No conference has ever owned the top of the rankings like this, and that doesn’t even explain it fully.
With February’s National Signing Day now pretty well in the books, what seemed obvious after December’s Early Signing Period is now final. The SEC just had the best recruiting year for a conference in the history of recruiting rankings.
The SEC did something that’s never happened in the internet rankings era: finish with teams in four of the top five spots on the 247Sports Composite class rankings. That represents a slight falloff from December, when SEC teams had the top four all to themselves. Texas has since jumped up to No. 3, but the SEC’s success is still unprecedented.
The SEC is now always the conference that comes closest to overloading the top of the rankings. But nobody’s ever done anything like this.
The conference has Alabama at No. 1, Georgia at No. 2, Texas A&M at No. 4, and LSU at No. 5. Compare that to the most dominant showings in previous years:
- In 2004, the ACC had two of the top three classes.
- In 2005, the top five all came from different conferences.
- In 2006, the SEC had the No. 2 and 3 classes.
- In 2007, the top three all came from different conferences.
- In 2008, the top four all came from different conferences.
- In 2009, the SEC had three of the top four, with No. 2 USC interrupting.
- In 2010, the top three all came from different conferences.
- In 2011, the top four all came from different conferences.
- In 2012, the SEC had two of the top three.
- In 2013, the SEC had two of the top three.
- In 2014, the SEC had the top two and No. 5.

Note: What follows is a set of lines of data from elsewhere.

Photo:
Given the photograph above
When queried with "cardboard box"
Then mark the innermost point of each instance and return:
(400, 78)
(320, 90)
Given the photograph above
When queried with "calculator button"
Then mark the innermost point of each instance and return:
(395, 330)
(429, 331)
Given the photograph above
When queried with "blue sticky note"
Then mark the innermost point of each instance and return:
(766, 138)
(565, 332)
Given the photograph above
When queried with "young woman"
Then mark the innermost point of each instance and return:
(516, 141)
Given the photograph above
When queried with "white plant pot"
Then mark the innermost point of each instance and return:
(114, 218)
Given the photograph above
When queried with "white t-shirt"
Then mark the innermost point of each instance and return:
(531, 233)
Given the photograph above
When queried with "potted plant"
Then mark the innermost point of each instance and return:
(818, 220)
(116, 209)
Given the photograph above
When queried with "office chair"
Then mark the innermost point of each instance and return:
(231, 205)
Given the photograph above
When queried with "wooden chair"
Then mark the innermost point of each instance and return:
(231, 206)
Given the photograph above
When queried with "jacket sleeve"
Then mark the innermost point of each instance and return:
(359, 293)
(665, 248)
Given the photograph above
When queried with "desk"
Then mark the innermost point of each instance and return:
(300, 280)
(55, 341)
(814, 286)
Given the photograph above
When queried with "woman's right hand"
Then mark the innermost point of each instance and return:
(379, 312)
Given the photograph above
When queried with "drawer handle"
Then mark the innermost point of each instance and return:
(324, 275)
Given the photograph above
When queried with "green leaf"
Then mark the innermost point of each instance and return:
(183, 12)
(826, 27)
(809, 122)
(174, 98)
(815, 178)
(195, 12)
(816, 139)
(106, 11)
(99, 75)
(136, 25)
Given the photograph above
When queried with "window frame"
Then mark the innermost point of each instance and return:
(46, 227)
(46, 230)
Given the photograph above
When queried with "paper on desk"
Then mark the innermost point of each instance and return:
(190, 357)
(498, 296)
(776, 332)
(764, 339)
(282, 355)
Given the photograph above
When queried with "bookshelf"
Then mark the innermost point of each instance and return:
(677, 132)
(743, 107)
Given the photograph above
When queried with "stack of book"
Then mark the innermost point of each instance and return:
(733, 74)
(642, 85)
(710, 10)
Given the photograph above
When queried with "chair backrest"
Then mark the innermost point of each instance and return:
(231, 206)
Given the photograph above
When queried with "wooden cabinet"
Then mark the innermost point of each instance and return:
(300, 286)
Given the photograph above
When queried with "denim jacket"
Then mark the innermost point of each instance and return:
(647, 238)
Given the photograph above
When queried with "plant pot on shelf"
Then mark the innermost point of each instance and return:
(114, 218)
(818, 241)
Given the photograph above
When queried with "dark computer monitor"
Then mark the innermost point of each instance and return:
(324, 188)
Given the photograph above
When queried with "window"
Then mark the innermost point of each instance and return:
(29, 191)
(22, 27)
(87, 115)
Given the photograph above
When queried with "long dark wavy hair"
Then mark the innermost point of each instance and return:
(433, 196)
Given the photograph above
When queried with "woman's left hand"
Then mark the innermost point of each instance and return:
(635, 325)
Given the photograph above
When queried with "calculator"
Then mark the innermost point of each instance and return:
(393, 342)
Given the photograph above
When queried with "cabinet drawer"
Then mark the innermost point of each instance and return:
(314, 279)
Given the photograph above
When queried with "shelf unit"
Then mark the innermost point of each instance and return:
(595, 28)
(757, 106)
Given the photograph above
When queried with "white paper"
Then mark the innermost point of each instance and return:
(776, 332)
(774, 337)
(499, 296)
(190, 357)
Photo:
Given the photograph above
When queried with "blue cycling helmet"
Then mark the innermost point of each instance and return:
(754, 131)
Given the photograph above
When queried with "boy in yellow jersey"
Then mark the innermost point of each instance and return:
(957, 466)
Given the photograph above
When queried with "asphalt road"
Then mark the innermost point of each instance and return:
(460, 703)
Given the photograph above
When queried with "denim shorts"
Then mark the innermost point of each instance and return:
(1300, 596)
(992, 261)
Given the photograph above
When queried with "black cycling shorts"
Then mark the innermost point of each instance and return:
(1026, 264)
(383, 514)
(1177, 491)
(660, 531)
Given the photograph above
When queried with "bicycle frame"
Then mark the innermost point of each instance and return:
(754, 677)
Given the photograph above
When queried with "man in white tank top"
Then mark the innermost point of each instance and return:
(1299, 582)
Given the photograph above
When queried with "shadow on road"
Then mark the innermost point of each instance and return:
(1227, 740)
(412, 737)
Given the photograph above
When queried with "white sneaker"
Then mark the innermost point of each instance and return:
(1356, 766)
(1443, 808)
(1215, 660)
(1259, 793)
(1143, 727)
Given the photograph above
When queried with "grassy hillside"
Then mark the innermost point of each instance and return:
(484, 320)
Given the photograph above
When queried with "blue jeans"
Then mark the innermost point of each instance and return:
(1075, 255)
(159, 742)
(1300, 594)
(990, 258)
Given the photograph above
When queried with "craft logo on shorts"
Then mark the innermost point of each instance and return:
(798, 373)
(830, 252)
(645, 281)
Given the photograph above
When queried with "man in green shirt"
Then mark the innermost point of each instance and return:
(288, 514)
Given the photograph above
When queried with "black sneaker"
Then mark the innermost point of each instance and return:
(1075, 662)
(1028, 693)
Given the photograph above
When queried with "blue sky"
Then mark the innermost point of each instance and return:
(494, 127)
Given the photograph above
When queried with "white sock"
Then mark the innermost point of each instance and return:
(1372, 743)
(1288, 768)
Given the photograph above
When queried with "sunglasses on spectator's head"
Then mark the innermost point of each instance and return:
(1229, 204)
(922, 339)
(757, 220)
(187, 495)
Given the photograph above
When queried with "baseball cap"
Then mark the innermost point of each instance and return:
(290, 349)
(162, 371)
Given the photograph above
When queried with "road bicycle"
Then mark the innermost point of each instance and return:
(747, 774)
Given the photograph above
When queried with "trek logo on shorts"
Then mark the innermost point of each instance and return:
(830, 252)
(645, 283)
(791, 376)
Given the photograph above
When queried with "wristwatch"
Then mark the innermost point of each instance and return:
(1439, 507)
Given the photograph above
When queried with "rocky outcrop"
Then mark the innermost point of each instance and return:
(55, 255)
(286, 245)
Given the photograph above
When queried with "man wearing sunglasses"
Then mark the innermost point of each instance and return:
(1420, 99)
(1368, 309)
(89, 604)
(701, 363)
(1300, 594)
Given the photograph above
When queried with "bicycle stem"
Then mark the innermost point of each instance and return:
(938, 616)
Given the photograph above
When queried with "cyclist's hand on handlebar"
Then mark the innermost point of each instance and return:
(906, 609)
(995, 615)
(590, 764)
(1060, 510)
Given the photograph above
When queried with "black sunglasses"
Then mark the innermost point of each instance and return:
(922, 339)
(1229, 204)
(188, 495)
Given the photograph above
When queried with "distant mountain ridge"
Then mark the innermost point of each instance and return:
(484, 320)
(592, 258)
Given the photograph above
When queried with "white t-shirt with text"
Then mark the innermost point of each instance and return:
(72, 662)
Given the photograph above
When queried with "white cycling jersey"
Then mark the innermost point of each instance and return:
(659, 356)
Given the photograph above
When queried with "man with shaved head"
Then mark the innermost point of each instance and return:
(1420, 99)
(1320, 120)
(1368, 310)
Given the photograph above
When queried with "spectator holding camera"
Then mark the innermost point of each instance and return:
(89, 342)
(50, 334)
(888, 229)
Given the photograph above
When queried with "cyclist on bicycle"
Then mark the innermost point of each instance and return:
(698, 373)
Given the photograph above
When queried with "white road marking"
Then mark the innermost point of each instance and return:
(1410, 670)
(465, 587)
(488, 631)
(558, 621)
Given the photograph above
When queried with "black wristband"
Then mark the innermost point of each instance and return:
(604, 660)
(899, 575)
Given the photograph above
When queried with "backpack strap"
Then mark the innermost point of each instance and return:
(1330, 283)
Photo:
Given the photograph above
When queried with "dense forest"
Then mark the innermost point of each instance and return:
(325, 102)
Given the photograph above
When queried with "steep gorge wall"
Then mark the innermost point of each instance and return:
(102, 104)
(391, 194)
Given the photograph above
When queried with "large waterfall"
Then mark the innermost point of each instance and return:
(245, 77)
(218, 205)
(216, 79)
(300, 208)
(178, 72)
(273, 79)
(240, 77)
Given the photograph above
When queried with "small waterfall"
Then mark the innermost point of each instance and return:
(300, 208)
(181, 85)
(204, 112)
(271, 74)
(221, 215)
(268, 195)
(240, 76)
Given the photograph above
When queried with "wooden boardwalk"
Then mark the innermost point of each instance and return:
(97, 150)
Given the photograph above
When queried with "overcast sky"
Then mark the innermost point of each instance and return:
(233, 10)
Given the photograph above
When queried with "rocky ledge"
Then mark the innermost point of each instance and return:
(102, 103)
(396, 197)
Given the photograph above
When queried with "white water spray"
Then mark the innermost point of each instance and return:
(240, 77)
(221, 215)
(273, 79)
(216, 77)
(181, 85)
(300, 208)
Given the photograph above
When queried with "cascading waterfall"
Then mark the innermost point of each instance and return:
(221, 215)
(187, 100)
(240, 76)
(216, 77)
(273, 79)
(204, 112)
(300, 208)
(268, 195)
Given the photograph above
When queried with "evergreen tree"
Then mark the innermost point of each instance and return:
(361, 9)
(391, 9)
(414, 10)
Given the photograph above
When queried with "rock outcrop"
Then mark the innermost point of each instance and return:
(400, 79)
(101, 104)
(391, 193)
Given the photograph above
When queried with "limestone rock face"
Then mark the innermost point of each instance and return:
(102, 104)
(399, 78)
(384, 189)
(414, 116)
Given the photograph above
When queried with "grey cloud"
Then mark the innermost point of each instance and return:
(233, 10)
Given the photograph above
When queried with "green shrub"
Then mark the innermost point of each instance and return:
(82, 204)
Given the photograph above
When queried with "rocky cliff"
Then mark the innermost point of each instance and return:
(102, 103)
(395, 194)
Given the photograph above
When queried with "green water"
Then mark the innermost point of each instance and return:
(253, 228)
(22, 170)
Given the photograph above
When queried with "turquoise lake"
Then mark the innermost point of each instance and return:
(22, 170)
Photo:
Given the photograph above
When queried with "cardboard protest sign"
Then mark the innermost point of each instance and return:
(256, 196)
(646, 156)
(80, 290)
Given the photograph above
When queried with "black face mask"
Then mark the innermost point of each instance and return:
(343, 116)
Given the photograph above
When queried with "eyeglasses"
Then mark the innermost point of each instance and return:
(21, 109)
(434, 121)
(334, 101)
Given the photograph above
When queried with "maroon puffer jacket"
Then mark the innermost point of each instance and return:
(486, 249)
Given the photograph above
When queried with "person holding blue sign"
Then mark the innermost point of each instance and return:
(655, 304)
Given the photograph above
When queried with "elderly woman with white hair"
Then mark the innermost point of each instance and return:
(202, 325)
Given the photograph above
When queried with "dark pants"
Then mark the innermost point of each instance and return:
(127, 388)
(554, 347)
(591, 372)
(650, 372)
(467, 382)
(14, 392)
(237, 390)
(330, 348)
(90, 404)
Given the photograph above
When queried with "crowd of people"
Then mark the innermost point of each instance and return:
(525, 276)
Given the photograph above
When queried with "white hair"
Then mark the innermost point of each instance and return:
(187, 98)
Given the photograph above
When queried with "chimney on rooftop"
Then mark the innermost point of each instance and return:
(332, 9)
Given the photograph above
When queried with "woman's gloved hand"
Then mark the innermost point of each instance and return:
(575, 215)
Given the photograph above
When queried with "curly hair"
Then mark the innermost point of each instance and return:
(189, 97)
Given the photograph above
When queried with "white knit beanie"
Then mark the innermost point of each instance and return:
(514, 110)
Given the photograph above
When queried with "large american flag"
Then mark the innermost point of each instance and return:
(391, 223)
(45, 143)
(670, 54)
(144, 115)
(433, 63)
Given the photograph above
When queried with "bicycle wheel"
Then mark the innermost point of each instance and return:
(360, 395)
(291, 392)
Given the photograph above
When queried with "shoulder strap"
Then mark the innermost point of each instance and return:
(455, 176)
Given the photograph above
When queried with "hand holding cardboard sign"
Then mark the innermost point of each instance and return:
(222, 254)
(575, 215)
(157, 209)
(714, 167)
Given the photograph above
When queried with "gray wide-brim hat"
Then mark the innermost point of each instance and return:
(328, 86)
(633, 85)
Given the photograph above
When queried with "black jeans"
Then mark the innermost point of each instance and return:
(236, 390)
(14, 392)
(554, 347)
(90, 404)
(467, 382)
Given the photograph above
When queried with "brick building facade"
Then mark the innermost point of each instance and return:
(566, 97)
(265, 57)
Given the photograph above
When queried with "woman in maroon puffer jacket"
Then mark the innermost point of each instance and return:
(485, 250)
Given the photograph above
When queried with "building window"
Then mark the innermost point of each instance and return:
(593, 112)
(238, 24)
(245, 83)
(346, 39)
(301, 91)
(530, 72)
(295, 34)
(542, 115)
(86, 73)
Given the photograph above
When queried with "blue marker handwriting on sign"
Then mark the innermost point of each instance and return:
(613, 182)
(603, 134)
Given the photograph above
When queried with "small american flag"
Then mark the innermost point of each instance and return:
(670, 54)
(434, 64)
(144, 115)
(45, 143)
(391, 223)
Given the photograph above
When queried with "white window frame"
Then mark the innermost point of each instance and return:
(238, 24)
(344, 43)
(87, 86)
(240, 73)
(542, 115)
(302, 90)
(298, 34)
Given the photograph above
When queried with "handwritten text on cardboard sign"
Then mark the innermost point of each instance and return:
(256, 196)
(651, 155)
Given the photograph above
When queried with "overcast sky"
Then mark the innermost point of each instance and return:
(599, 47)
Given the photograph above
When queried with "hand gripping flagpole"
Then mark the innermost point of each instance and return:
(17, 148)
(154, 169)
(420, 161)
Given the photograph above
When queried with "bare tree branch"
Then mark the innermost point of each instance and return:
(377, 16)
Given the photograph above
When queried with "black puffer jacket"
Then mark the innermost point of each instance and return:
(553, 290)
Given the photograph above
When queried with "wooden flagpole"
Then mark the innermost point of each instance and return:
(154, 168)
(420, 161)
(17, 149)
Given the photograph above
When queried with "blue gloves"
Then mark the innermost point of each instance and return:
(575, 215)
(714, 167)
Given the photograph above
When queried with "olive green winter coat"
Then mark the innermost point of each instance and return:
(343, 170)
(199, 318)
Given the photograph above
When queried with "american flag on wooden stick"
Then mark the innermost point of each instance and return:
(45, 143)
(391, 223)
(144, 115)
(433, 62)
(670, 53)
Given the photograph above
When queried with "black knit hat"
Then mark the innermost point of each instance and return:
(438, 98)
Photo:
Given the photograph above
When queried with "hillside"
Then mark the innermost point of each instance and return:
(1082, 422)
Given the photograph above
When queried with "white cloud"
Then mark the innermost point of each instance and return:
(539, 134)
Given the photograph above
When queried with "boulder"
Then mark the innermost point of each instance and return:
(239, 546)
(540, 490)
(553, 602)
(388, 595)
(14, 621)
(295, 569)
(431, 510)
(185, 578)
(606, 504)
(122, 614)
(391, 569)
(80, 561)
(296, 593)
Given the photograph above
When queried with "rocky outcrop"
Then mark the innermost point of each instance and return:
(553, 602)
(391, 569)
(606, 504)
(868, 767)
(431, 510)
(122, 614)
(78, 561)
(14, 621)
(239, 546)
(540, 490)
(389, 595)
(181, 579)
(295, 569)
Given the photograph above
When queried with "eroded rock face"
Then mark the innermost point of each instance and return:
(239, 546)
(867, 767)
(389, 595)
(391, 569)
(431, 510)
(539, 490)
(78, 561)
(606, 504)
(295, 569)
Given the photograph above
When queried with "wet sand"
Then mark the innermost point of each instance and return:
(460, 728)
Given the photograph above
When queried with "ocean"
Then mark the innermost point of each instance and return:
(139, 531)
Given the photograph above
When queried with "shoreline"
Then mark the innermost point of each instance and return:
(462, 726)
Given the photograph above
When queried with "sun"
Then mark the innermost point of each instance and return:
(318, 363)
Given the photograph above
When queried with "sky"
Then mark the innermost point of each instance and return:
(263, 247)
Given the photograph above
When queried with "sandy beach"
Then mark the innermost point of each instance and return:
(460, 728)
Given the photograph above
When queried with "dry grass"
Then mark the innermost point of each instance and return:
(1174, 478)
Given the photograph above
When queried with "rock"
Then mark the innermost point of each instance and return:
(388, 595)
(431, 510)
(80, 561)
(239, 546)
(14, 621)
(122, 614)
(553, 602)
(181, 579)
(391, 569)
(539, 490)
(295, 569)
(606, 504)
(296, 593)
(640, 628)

- In 2015, the SEC had two of the top four.
- In 2016, the SEC again had the top two and Nos. 5. and 6.
- In 2017, the SEC had two of the top three.
- In 2018, the SEC had two of the top five.
In ‘09, when LSU was No. 1 and Bama and Georgia followed in the 3-4 spots, the SEC had what you could call the most dominant recruiting year ever by a conference. It’s not a coincidence that the SEC won the next four national titles after that.
But there’s no analog to a conference sweeping the top four spots. If the SEC pulls it off this year, it will be an incomparable infusion of talent.
The top of a conference’s class is what matters most, because that’s where national championships are won.
Titles are reserved for programs that sign more blue-chip recruits than non-, and only 13 teams in the whole country met that threshold in 2018, including all four Playoff teams.
The SEC has seven teams above that cut right now for 2019, including three — A&M, Florida, and Tennessee — whose 2018 rosters left them just below the Blue-Chip Ratio line. The Vols got there by signing a five-star tackle, Darnell Wright, and four-star linebacker, Henry To’oto’o, in the last hour or so of the February NSD.
But the conference also has incredible recruiting depth.
Arkansas, which just won two freaking games, somehow has a top-25 class. So does Ole Miss, transitioning out of NCAA sanctions with a strong finish. South Carolina’s ahead of both of them, just inside the top 20 at No. 19.
Thirteen of 14 teams finished in the top 36. The last of those is Mizzou, which just got hit with an NCAA bowl ban. Every team in the conference except Vanderbilt (at No. 56 nationally) is at least pulling its weight.
The top of the conference’s recruiting is unprecedented on its own. Rolling it in with the depth gives it an even more convincing case as the best.
The SEC always has a talent advantage. That’s natural when two of the clear top four recruiting states are in the heart of a league’s footprint, fellow top-four state Texas is now partly an SEC state, and other talent-rich states like Alabama, Louisiana, Mississippi, and the Carolinas are there, too.
But 2019 is a perfect storm. Bama’s signed a dominant class and has seen recent success with young players translate to the trail. Georgia’s become the closest thing to the Tide. Jimbo Fisher’s won the state of Texas back for A&M this year, one recruiting cycle after Tom Herman’s Longhorns dominated. And Bama’s recruiting success has generally not come at the expense of LSU, which swept the best players in Louisiana with two exceptions.
It’s already known that the SEC collects more talent than its peers. The gap’s only widening.